In order to take into consideration the stochastic nature of the reactions in Table 1 we used the Gillespie algorithm to simulate the model [46]. This was done assuming that the cell is a well stirred environment with no spatial constraints. These simulations where run using the program Lattice Microbes [47] with the rates normalized to the degradation rate of the protein, which is assumed to be on the order of cell division. In the remainder of this study, the rates for the equations in Table 1 were γ=50,b o =2,d=1,K1=10,K2=35,R=1000,max(RCoil)=4, except when specified in different specific situations.

The mRNA degradation rate, γ, was chosen so that the lifetime of the molecule would be short, 2 min. The value of max(RCoil) was set to 4, as opposed to using the fit value from the single-molecule in vitro experimental data shown earlier for the T7 RNAP. In E. coli it has been previously suggested that 4 rounds of complete transcription in a supercoiling domain could result in inhibiting transcription, due to the environment of the cell [20]. The rates for promoter strength, a o , and translation rate, b o , can take on a large range of values, we simply choose values that produced means that are physiologically relevant [7].
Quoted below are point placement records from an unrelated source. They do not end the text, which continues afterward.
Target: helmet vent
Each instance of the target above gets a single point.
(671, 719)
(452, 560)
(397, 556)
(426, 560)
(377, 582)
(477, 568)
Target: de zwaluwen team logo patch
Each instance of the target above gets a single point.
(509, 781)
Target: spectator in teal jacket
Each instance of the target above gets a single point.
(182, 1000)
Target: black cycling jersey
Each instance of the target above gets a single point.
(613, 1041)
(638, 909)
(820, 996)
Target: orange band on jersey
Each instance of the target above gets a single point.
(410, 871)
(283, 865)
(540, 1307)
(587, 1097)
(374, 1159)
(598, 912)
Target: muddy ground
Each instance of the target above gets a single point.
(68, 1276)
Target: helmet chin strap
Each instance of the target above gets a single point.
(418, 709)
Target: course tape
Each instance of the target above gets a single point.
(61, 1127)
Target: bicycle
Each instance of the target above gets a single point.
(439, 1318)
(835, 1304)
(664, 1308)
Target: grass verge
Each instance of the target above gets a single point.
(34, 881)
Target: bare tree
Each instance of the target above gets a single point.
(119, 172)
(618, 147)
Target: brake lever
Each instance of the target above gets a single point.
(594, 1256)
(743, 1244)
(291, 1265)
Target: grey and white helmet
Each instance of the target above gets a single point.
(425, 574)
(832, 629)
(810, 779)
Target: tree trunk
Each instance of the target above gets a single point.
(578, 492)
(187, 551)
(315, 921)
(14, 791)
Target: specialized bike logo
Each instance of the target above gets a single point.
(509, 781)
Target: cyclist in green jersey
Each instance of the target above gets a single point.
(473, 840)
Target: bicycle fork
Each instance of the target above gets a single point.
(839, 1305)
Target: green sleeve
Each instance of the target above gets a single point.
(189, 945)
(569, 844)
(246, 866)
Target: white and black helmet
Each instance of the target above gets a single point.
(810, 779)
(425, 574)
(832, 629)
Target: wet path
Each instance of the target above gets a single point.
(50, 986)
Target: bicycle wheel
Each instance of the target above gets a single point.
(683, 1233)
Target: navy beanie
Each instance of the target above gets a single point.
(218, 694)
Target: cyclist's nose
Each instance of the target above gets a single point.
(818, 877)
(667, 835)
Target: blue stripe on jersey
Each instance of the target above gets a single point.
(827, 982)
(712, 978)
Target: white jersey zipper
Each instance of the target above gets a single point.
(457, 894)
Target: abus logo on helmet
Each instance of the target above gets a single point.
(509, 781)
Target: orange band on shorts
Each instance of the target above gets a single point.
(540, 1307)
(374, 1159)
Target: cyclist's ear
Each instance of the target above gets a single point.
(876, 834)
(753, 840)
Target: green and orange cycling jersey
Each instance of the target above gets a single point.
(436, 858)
The range of rates for gyrase in the cell is a matter of debate and likely depends on many different factors. For instance, in vitro the dissociation constant has been measured to range from 0.2–0.5 nM for specific gyrase binding sites to 100 nM for weaker binding sites [20, 48, 49]. Though, what is taking place in vivo adds new factors to the system that need to be taken into consideration, e.g., there are endogenous inhibitors of gyrase [50, 51]. Using the Zero-spike model, discussed later, Chong et al. [20] estimated the ratio of the gyrase binding to unbinding rates for multiple genes in vivo using smFISH. They observed a range of values 0.1–4.5 demonstrating that the kinetic rates of gyrase vary greatly from gene to gene inside the cell. In our model, K1 was set to give an average rebinding time of \(\frac {1}{10}\) of the cell doubling time (6 min for 1 h doubling) and then assuming a weak gyrase binding site with a ratio of K1/K2 = 0.28, K2 = 35.

Results

mRNA distribution

The probability distribution of the number of mRNA molecules per cell is an important quantity in gene regulation. Several previous studies have utilized smFISH to quantify the mRNA distributions of various genes [7, 14, 18, 20]. In order to study how the promoter strength of the gene influences the distribution of mRNA in our supercoiling model, we simulated one gene with a strong promoter and one gene with a weak promoter by setting a o = 100 and a o = 20, respectively. In the absence of supercoiling, these two promoter rates would result in Poisson distributions with a mean mRNA copy number of 8 for the strong and 0.4 for the weak promoter. To calculate the different distributions of mRNA generated by our supercoiling model, we simulated the equivalent of 4000 cells using the parameters specified above. Here, we ignore the protein part of the distribution, although we keep all rates relative to a protein degradation rate of 1.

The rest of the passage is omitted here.